Data-Driven Bath Fitting for Hamiltonian-Diagonalization Dynamical Mean-Field Theory
Taeung Kim, Jeongmoo Lee, Ara Go
Abstract
We propose a machine-learning-based initialization method to overcome the nonlinear bath-fitting bottleneck in Hamiltonian-diagonalization-based dynamical mean-field theory (HD-DMFT). In HD-DMFT, the continuous hybridization function is approximated by a finite set of bath-site energies and hybridization amplitudes, determined by minimizing a highly non-convex multivariable cost function. As the number of bath sites increases, the optimization becomes more sensitive to the initial guess and more prone to suboptimal local minima, which can slow or destabilize the DMFT self-consistency loop. We reformulate bath fitting as a supervised regression problem and train a kernel ridge regression model to predict near-optimal discrete bath parameters directly from the target hybridization function on the Matsubara axis. To ensure physical relevance and data diversity, we construct the training dataset from tight-binding Hamiltonians of layered-perovskite-like ruthenate models across systematically deformed structures, instead of relying on naive random parameter sampling, and obtain high-quality labels through fully converged conventional bath fitting.

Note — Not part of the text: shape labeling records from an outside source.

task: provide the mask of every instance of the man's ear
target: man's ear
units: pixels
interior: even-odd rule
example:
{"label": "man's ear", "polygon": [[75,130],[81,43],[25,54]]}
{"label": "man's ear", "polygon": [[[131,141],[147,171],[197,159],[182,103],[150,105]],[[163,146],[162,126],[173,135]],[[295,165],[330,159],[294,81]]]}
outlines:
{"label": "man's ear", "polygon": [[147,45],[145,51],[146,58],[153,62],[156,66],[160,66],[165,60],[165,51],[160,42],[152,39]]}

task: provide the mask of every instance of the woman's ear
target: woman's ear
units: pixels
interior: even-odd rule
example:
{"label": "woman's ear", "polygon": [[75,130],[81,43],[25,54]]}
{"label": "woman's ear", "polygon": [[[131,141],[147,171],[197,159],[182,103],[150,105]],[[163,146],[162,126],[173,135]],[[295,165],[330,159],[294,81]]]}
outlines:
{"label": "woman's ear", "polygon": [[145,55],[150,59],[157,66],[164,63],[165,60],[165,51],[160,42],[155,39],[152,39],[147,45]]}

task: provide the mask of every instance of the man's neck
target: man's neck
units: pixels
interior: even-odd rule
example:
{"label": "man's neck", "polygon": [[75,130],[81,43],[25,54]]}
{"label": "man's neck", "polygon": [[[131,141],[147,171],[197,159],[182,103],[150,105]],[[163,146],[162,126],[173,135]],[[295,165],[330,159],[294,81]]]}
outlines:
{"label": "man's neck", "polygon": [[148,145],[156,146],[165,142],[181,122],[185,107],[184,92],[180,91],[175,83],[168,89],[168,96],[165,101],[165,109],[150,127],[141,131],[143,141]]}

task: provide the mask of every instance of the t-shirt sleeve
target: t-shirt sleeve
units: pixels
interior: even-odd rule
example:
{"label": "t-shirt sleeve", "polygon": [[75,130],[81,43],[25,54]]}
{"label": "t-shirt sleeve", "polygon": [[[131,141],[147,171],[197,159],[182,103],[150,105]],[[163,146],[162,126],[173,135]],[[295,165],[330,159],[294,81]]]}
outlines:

Time-reversal symmetry is explicitly incorporated in both feature and target representations to reduce effective dimensionality and enforce physical consistency. Benchmarks in the non-interacting limit show that the learned initialization systematically reduces the initial fitting error, decreases the number of conjugate-gradient iterations, and improves robustness against local minima over a wide range of bath sizes. We further demonstrate transferability to interacting DMFT calculations for $\mathrm{Sr_{2}RuO_{4}}$ solved with an adaptive-truncation impurity solver, where the ML initialization yields consistently faster convergence than a symmetry-preserving heuristic baseline while preserving the final fitted solution.